While fewer hospitals lost money in fiscal 2004, council executive director Marc P. Volavka cautioned that "one year of improved margins does not constitute a trend, and the continuing lag in Medicare reimbursements should send out red flags."
But hospital administrators are more concerned about budget proposals in Washington and Harrisburg that would cut billions of dollars from the Medicaid program, which provides medical coverage to poor people.
After years of belt-tightening, some area hospitals are making money, but many still have losses, said Andrew Wigglesworth, president of the Delaware Valley Healthcare Council, which represents local hospitals.
"The overall financial condition of hospitals in this region is very weak," Wigglesworth said. "The institutions as a whole are in no position to absorb the types of reductions that are being contemplated."
South Jersey hospitals face similar hurdles, said Kerry McKean-Kelly, a spokeswoman for the New Jersey Hospital Association.

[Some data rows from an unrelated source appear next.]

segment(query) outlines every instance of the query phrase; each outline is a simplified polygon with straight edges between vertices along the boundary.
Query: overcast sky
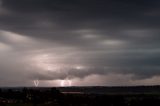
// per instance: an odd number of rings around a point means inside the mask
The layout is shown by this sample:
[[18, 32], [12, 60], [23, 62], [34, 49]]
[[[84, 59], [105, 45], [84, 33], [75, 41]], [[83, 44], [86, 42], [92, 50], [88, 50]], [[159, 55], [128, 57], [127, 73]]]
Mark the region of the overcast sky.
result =
[[159, 0], [0, 0], [0, 86], [160, 84], [159, 19]]

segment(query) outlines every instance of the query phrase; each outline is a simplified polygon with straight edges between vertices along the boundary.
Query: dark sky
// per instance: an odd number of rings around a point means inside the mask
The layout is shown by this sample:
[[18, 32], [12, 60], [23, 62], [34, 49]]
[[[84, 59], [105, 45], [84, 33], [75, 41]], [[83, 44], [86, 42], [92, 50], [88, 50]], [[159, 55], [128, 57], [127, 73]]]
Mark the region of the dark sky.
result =
[[159, 84], [159, 29], [159, 0], [1, 0], [0, 85]]

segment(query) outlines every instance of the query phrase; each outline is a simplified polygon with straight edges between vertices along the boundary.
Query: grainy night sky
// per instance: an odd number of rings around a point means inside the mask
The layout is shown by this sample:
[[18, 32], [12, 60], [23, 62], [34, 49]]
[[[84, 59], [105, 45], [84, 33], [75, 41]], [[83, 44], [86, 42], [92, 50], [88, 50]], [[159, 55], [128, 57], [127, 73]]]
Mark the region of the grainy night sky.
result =
[[0, 86], [160, 84], [159, 0], [1, 0]]

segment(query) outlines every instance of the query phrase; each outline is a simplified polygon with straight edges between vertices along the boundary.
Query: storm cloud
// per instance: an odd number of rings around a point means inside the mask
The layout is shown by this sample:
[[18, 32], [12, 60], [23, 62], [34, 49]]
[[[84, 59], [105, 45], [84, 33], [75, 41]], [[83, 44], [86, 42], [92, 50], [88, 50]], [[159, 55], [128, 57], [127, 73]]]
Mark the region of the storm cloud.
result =
[[159, 6], [159, 0], [1, 0], [0, 84], [66, 78], [74, 85], [158, 84]]

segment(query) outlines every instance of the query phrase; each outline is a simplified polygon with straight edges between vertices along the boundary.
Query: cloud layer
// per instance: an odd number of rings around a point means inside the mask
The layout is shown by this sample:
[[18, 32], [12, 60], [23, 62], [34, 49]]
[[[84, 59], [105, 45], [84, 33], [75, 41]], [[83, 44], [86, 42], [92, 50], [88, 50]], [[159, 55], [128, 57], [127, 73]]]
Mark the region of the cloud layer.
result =
[[0, 83], [158, 84], [159, 6], [158, 0], [1, 0]]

Data from the New Jersey Department of Health and Senior Services show that half of the 12 hospitals in Burlington, Camden and Gloucester Counties lost money in 2003, the most recent year for which data are available. The combined operating margin for those hospitals was 1.2 percent.

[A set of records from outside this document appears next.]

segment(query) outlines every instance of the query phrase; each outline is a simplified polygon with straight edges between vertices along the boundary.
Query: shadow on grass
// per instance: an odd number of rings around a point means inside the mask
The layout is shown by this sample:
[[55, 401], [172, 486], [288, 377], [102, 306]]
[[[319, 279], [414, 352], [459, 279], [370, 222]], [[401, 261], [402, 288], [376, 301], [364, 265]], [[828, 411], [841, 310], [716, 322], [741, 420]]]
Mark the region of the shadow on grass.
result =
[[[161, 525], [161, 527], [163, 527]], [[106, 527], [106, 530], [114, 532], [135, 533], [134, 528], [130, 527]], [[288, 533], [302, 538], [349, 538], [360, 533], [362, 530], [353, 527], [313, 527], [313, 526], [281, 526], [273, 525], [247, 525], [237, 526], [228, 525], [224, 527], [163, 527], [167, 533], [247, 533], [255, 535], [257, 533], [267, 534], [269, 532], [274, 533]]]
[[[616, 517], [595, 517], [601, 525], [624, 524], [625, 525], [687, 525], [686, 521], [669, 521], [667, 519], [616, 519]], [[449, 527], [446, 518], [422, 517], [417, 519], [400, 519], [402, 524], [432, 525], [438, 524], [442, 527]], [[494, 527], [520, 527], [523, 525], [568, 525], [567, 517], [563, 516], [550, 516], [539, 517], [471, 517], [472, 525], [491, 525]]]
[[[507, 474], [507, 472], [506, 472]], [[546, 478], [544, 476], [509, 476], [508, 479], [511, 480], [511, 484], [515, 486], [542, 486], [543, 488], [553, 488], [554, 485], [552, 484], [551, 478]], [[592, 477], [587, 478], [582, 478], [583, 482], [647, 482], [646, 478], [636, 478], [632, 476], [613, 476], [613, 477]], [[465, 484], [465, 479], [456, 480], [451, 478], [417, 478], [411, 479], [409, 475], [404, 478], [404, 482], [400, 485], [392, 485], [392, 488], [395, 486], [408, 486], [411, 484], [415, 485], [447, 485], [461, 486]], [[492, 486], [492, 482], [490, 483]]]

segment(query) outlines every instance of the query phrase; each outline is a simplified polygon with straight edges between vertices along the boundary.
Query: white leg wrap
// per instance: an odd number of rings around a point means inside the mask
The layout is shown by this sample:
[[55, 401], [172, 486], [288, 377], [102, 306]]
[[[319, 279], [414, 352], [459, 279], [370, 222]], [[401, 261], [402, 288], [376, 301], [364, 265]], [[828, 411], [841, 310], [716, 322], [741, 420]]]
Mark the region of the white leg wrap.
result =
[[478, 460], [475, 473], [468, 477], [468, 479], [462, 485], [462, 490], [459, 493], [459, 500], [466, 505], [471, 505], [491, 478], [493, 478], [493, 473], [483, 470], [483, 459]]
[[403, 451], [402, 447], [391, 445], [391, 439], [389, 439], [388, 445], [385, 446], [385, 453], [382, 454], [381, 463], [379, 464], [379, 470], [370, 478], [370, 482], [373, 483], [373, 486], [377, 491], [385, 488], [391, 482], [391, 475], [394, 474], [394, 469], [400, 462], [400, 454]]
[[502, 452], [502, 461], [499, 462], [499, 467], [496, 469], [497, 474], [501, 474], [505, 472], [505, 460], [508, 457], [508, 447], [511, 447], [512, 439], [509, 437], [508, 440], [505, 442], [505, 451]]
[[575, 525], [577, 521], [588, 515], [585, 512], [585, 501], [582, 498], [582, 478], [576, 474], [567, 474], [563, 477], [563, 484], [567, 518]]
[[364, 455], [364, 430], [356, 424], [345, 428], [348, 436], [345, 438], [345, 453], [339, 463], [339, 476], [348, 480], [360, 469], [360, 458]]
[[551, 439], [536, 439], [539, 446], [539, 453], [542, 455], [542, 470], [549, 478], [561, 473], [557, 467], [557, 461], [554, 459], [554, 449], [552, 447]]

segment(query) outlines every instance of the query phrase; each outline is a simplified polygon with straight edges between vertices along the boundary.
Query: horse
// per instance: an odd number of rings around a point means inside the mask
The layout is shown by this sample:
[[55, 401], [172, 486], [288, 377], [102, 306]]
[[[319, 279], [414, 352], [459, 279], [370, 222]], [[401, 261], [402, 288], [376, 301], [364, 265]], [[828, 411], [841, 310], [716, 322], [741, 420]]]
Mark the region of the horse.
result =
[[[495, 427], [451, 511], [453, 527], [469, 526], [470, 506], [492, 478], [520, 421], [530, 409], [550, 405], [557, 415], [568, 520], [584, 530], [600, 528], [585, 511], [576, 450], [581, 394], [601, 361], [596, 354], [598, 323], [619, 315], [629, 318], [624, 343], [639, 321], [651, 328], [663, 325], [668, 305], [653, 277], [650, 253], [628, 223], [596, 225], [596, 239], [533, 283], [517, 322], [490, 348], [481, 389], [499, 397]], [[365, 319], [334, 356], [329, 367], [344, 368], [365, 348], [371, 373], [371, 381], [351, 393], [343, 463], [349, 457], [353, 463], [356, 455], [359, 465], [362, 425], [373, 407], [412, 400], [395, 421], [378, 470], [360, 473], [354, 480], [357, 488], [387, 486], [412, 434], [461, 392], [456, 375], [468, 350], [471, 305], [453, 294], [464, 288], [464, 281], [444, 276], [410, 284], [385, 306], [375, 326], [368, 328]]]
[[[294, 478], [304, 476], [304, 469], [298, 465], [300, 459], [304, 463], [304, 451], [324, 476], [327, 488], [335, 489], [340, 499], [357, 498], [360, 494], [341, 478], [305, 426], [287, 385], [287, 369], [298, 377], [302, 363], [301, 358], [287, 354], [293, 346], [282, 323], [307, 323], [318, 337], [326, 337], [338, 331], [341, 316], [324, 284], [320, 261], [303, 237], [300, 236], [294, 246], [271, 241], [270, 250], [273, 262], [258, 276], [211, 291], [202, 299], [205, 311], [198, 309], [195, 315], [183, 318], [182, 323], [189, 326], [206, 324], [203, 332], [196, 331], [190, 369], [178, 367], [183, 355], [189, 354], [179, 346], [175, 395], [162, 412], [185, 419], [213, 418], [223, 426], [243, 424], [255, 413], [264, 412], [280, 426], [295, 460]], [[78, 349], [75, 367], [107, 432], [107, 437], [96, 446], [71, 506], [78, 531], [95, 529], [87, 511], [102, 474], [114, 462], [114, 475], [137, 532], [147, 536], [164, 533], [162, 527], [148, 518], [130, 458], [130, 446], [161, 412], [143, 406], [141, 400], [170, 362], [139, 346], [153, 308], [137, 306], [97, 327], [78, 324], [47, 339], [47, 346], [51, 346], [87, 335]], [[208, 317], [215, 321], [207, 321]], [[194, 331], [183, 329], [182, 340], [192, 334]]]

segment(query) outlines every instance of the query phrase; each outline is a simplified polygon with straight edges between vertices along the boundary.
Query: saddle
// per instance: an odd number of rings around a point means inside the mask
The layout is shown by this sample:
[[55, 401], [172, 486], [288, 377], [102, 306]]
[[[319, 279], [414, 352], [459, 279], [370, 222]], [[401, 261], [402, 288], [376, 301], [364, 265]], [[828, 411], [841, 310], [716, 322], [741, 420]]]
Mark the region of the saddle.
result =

In Pennsylvania, Tenet's hospitals, led by Graduate Hospital at 18th and Lombard Streets in Philadelphia, dragged down the results.

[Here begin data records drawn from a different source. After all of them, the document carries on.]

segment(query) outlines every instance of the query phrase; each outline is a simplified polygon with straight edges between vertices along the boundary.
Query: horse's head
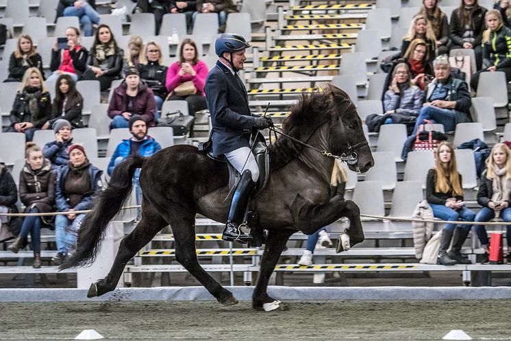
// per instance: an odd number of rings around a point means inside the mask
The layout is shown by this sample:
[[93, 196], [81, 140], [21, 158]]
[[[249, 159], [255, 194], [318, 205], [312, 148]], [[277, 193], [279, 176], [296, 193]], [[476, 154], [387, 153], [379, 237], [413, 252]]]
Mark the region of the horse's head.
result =
[[374, 165], [374, 161], [355, 104], [345, 92], [336, 86], [329, 85], [323, 93], [330, 114], [328, 142], [331, 152], [347, 157], [350, 169], [365, 173]]

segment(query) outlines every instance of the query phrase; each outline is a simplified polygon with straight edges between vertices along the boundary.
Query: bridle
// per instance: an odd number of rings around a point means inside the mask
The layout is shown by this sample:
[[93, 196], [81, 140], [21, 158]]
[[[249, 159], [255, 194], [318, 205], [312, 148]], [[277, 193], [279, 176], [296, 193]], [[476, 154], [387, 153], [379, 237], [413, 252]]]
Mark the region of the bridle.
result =
[[[346, 144], [346, 151], [341, 154], [340, 155], [336, 155], [334, 154], [332, 154], [331, 152], [327, 152], [327, 150], [321, 150], [319, 148], [317, 148], [313, 145], [311, 145], [306, 142], [303, 142], [303, 141], [300, 141], [297, 139], [295, 139], [291, 136], [288, 135], [287, 134], [283, 132], [280, 130], [277, 130], [274, 126], [271, 126], [269, 129], [271, 131], [273, 131], [274, 133], [275, 133], [275, 138], [277, 137], [277, 134], [279, 134], [281, 135], [285, 136], [288, 137], [288, 139], [292, 140], [295, 142], [297, 142], [298, 143], [300, 143], [303, 145], [305, 145], [306, 147], [308, 147], [312, 150], [316, 150], [316, 152], [319, 152], [321, 153], [321, 155], [324, 155], [327, 157], [331, 157], [334, 158], [336, 158], [338, 160], [340, 160], [341, 161], [345, 161], [346, 163], [350, 165], [353, 165], [357, 163], [358, 162], [358, 154], [355, 152], [356, 150], [360, 148], [360, 147], [362, 147], [364, 145], [366, 145], [369, 144], [367, 142], [367, 140], [366, 139], [364, 139], [364, 141], [361, 141], [360, 142], [354, 144], [353, 145], [351, 145], [349, 143], [349, 140], [348, 139], [347, 134], [346, 134], [346, 127], [345, 126], [344, 122], [342, 122], [342, 119], [340, 119], [340, 136], [342, 137], [343, 139], [345, 139], [345, 144]], [[271, 141], [271, 139], [270, 139]]]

Excluding those facilities, Philadelphia hospitals' overall margin improved from 1.7 percent to 3 percent. Twenty-seven area hospitals made money, while the remaining 20 had losses, the council found.
Tenet has sold or closed three of those hospitals, and progress is being made at the five remaining hospitals, said Steve Corbeil, senior vice president of operations for Tenet's Central Northeast-Southern States Region.